Спустя неделю он случайно наткнулся в дневнике на описанный почти теми же словами сходный духовный казус и не мог не нарадоваться тому, что стоит на верном пути, который нашел сам.

Листы с этими строками, слипшиеся от плесени и сырости, просохнув под лучами падавшего из окна света, отделились друг от друга и теперь поддавались прочтению.

Он чувствовал, что и во всем строе его мыслей происходит нечто подобное.

В последние годы – до и во время войны – он всякое слышал и читал про так называемую мистику. И все, что с этим связано, в большей или меньшей степени служило идее «туманности», ибо, насколько он мог судить, было как будто нарочно размыто, стушевано и чем-то напоминало экстатическое бормотание курильщиков опиума. И хотя он не сомневался в справедливости своего приговора, а то, что с чьей-то легкой руки именуется мистикой, считал ни чем иным, как блужданием в тумане, теперь он мог поверить в реальность истинного мистического состояния, которое трудно обрести, а еще труднее вызвать каким-то усилием, – оно не только не уступает в яркости обыденному восприятию жизни, но и значительно превосходит его живой естественностью.

Это уже не имело ничего общего с сомнительной усладой экзальтированных «мистиков», со смиренными всхлипами соискателей персонального «спасения», для коего непременно нужен кровавый фон в виде осужденных на вечные муки грешников. Но и сытое чавкающее самодовольство человеческого быдла, убежденного в том, что переваривает свою жвачку на почве реальности, тоже казалось чем-то далеким, как полузабытый тошнотворный кошмар.

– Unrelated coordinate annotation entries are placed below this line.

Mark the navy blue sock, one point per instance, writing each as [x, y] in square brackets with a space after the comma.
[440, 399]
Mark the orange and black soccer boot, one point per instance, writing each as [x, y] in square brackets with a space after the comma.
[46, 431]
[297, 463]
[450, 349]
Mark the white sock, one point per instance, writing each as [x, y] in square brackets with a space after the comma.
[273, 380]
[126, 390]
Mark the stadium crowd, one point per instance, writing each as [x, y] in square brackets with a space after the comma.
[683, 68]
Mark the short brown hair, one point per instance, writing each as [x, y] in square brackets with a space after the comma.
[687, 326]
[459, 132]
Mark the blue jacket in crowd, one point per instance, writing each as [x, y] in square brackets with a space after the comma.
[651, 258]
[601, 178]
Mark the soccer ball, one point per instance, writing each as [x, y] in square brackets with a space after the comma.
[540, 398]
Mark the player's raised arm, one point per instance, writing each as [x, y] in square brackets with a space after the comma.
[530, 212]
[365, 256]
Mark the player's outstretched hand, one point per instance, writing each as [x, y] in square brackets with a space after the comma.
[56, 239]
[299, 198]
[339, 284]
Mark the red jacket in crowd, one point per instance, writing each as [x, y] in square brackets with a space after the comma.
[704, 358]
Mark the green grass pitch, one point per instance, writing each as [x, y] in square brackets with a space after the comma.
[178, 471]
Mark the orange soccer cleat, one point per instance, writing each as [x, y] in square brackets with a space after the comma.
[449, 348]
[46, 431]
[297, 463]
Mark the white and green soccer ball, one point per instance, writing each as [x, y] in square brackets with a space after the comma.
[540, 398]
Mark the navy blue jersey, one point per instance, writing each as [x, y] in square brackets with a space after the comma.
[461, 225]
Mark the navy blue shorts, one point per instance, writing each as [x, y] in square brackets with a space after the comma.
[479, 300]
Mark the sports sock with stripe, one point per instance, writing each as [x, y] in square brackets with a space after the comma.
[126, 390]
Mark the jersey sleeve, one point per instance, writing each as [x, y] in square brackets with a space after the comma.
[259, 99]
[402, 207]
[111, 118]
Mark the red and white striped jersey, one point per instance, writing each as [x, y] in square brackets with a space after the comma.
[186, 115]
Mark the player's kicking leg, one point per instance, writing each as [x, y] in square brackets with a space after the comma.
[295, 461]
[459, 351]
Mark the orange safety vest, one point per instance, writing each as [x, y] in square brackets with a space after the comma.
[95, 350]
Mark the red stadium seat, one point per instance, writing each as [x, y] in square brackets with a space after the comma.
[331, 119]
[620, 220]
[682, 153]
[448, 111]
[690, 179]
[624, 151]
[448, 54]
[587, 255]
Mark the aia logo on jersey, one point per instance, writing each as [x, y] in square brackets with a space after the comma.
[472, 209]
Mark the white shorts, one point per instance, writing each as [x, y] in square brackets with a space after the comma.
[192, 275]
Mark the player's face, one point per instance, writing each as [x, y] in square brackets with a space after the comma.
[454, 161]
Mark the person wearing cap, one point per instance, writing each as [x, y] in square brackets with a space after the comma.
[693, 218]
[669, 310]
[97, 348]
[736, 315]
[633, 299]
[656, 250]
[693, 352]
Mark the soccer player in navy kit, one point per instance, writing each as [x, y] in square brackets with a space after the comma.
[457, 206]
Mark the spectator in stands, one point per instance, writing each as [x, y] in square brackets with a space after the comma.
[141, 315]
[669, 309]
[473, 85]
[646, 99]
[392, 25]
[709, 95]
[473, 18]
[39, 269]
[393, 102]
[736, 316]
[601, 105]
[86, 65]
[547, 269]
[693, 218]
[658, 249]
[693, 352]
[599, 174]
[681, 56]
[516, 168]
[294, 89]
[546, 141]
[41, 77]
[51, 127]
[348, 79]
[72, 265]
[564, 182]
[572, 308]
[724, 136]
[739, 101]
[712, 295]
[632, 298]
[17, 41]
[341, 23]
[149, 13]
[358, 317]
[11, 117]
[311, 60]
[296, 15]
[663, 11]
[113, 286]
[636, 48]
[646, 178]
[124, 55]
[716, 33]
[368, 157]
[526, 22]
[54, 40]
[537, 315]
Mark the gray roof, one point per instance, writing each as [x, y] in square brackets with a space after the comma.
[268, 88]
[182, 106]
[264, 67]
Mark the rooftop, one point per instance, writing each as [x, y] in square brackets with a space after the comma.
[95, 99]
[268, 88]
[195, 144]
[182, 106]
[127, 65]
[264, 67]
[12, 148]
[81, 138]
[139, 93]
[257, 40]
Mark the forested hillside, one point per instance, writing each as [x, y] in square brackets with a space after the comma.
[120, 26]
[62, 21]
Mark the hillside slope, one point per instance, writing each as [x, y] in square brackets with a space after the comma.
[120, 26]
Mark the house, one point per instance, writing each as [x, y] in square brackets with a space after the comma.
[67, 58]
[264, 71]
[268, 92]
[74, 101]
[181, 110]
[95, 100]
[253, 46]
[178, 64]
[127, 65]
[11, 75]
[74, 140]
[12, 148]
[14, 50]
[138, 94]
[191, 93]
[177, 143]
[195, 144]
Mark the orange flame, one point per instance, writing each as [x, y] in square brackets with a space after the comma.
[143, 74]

Хаубериссер выключил свет, сел за стол и стал Ждать темноты. За окном опустился тяжелый занавес ночи.

Фортунат чувствовал, что Ева совсем рядом, но не мог видеть ее.

Когда он закрывал глаза, краски собирались в кучевые облака, таяли и вновь обретали плотность. Опыт подсказывал ему, что это он собирает их, что они составляют тот материал, из которого он может творить образы, которые поначалу кажутся застывшими и безжизненными, но постепенно, будто одушевленные таинственной силой, обретают собственную жизнь, как существа, ему подобные.

Несколько дней назад ему впервые удалось увидеть и оживить таким образом лицо Евы, и он было решил, что стоит на верном пути, что это духовный путь воссоединения с ней, но тут он вспомнил те строки из свитка, где говорится о галлюцинациях ведьм, и понял: перед ним безбрежное болото, населенное призраками, – сделаешь только шаг и уже не выберешься.